A mon grand étonnement, j’arrive dans un truc qui ressemble plus à une dechetterie qu’à un ranch. C’est un merdier, il y en a partout! Entre les machines de musculation rouillées, les granges effondrées et les carcasses de voitures, je ne sais pas où donner de la tête. Il faut surtout regarder où on met les pieds.

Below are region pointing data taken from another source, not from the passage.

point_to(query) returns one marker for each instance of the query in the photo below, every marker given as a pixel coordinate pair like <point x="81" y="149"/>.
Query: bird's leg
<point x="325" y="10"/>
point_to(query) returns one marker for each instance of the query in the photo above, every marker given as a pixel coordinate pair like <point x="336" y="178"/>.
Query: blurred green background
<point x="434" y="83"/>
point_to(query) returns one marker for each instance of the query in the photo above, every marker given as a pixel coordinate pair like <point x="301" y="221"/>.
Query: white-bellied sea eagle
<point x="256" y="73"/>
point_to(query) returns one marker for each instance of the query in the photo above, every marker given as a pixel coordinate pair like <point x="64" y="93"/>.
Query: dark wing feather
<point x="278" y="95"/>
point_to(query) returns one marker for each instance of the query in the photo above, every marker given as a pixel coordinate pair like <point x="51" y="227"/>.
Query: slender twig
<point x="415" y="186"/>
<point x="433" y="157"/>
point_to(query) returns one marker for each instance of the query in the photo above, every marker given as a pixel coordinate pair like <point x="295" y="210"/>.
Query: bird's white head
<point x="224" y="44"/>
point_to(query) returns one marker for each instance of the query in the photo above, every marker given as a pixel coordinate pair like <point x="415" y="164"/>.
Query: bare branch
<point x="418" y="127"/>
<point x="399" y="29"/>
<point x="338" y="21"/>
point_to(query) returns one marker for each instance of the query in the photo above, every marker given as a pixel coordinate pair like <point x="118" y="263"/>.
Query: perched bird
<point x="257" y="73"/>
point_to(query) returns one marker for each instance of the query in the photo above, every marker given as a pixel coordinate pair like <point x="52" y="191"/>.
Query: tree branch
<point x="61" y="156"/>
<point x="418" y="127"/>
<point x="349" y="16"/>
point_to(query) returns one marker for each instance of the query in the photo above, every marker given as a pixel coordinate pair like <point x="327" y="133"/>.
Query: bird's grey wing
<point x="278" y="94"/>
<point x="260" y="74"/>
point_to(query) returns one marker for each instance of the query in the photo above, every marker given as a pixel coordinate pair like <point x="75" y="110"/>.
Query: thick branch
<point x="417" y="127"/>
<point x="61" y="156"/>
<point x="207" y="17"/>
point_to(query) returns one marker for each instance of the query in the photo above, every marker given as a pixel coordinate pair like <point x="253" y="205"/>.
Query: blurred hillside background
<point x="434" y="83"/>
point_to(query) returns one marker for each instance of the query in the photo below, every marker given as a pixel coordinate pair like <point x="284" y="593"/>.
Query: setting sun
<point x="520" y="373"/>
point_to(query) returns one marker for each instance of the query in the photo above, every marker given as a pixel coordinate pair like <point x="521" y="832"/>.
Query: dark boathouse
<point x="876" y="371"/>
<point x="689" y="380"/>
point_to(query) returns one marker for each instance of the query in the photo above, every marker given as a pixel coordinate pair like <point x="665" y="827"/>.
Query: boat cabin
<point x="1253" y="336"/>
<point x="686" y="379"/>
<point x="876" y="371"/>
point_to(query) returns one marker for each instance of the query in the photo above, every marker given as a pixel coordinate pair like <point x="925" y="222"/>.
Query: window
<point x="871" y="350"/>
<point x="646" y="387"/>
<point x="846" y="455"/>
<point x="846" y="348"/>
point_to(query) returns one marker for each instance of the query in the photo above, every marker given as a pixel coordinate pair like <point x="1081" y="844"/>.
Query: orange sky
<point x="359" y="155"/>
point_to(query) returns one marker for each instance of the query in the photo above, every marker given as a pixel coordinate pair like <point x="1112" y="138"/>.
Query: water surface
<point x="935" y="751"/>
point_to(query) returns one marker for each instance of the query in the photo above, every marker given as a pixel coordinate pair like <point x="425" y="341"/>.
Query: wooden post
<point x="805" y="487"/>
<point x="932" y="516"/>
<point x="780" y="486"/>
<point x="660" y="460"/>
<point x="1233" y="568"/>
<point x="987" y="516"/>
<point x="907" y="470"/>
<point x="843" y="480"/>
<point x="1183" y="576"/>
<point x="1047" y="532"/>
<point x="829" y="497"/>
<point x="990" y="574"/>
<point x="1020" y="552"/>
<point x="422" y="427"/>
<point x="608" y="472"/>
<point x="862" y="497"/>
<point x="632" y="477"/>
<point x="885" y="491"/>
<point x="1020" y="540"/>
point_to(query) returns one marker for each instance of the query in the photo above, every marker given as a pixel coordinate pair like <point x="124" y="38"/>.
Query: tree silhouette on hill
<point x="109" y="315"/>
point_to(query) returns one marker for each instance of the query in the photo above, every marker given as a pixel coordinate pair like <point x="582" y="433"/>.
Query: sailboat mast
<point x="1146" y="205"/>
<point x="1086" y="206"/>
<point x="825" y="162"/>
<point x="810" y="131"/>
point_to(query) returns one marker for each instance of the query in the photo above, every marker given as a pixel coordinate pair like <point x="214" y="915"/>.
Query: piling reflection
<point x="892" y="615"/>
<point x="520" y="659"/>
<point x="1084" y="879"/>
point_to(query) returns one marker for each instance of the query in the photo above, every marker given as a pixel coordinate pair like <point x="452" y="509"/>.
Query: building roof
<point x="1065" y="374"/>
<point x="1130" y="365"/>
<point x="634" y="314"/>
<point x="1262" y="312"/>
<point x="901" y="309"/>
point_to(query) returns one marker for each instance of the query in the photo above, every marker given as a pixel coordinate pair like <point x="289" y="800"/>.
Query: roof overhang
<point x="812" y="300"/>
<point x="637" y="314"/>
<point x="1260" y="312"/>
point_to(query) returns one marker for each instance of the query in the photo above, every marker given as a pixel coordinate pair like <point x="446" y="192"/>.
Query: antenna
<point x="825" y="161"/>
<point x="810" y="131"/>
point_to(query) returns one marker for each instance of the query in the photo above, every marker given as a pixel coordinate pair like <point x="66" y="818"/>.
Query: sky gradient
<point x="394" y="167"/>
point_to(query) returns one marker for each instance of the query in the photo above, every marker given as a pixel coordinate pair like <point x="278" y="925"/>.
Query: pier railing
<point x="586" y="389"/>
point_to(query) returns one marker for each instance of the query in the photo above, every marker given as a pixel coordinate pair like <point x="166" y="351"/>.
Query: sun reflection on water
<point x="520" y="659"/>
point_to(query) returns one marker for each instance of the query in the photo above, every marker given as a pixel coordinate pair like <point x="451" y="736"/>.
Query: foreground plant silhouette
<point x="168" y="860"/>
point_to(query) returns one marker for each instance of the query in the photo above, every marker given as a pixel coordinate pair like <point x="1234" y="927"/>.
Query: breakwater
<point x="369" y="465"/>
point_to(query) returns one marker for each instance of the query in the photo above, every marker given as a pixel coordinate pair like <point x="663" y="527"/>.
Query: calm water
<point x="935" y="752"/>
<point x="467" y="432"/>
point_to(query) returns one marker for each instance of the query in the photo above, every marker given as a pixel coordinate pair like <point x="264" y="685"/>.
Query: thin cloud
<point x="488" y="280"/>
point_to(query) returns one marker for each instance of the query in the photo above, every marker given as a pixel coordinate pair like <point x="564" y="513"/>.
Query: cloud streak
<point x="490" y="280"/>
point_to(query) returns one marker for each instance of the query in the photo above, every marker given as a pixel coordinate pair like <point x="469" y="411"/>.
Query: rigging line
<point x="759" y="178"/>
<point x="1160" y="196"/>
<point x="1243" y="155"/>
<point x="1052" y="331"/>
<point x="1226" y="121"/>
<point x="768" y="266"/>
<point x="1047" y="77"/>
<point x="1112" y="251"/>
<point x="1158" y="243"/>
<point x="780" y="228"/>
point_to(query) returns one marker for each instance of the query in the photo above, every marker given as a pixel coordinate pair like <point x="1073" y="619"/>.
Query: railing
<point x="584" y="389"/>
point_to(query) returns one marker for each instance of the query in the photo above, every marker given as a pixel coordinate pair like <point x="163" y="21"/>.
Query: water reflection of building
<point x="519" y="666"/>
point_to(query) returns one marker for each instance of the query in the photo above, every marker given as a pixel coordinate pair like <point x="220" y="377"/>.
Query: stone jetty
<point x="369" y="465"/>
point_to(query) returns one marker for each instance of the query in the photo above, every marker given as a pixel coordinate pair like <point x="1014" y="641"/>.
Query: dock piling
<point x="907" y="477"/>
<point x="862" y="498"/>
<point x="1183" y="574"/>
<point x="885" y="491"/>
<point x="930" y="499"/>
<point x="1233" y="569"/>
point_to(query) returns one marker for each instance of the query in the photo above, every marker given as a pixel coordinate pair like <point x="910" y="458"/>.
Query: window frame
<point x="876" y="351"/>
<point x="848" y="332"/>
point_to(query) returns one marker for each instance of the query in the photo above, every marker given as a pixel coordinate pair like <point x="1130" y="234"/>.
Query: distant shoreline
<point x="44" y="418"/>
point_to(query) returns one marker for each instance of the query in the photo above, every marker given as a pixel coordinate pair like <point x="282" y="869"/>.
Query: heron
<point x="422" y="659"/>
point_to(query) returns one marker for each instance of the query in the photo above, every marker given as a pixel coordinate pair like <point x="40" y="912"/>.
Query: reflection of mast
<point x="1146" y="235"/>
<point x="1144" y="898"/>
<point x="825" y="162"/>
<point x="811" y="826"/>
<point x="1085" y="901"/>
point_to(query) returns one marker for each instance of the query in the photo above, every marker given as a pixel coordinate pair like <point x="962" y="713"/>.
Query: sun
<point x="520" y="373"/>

On m’explique que Mike n’est pas là. Il y a déjà une dizaine de tentes plantées dans le jardin, je m’installe. Je ne connais personne mais je me joins au groupe qui mange sous le préau de la maison. J’emprunte un réchaud à « Rasco », une petite américaine qui a le visage recouvert de crème solaire. Je l’avais déjà croisé plusieurs fois mais on n’avais jamais discuté. On est rejoint un peu plus tard par un couple que j’ai doublé dans la montée. Tout le monde à l’air complètement crevé. Moi ça va. J’ai l’habitude des gros dénivelés. Ici les pentes sont relativement douces contrairement à nos chemins dans les Alpes ou les Pyrénées. Bon, on a quand-même fait 27km avec 1000m de d+ alors c’est pas ridicule de finir épuisé.

J11 22/04

Finalement, je n’était pas tout à fait arrivé en haut. Ça monte encore et il fait super chaud. Arrivé au col, la vue est dégagée sur les montagnes du mont Jacinto. Il y a de la neige en haut. Il faudra passer par là dans quelques jours. Ça reviens beaucoup dans les discussions. « Tu vas essayer de passer? ». Normalement il n’y a plus de neige en cette saison. Mais « it’s a special year ».

Les Monts Saint Jacinto

Ça y est, ça descend. Mais pourquoi il fait chaud comme ça ? Il n’y a pas de vent, et ça cogne sérieusement. Il n’y a pas d’eau non plus… Je prends mon temps. Il me reste 3 litres d’eau dans mon sac. J’ai du mal à faire plus d’un km sans devoir m’arrêter 5 min à l’ombre pour boire un coup. Vers 4h, j’arrive à une intersection. Il est sensé y avoir un tank un peu plus bas. Je descend avec mon sac. Il y a une énorme cuve en béton caché entre la végétation sur la droite du chemin. Sur la gauche, une espèce de bouche incendie pour les pompiers. Tout le monde s’est donné rendez-vous ici, ça bouchonne. On est vraiment en train de boire l’eau des pompiers ? Tout le monde s’arrête pour boire un ou deux litres et en charger 3 ou 4 autres. J’espère qu’il n’y aura pas d’incendie cet été, les thru-hikers auront tout bu.

Je repars avec mes 4 litres. C’est lourd et je suis crevé. Je retrouve Kalob, que j’ai rencontré les premiers jours. Il est avec un couple de Canadiens. Ils décident de rester dormir ici… alors moi aussi. J’ai seulement fait 15km aujourd’hui mais ils sont sympa et ils ont des réchauds :). Non, sérieusement la journée à été éprouvante et je préfère rester à proximité du point d’eau pour en avoir demain matin si besoin.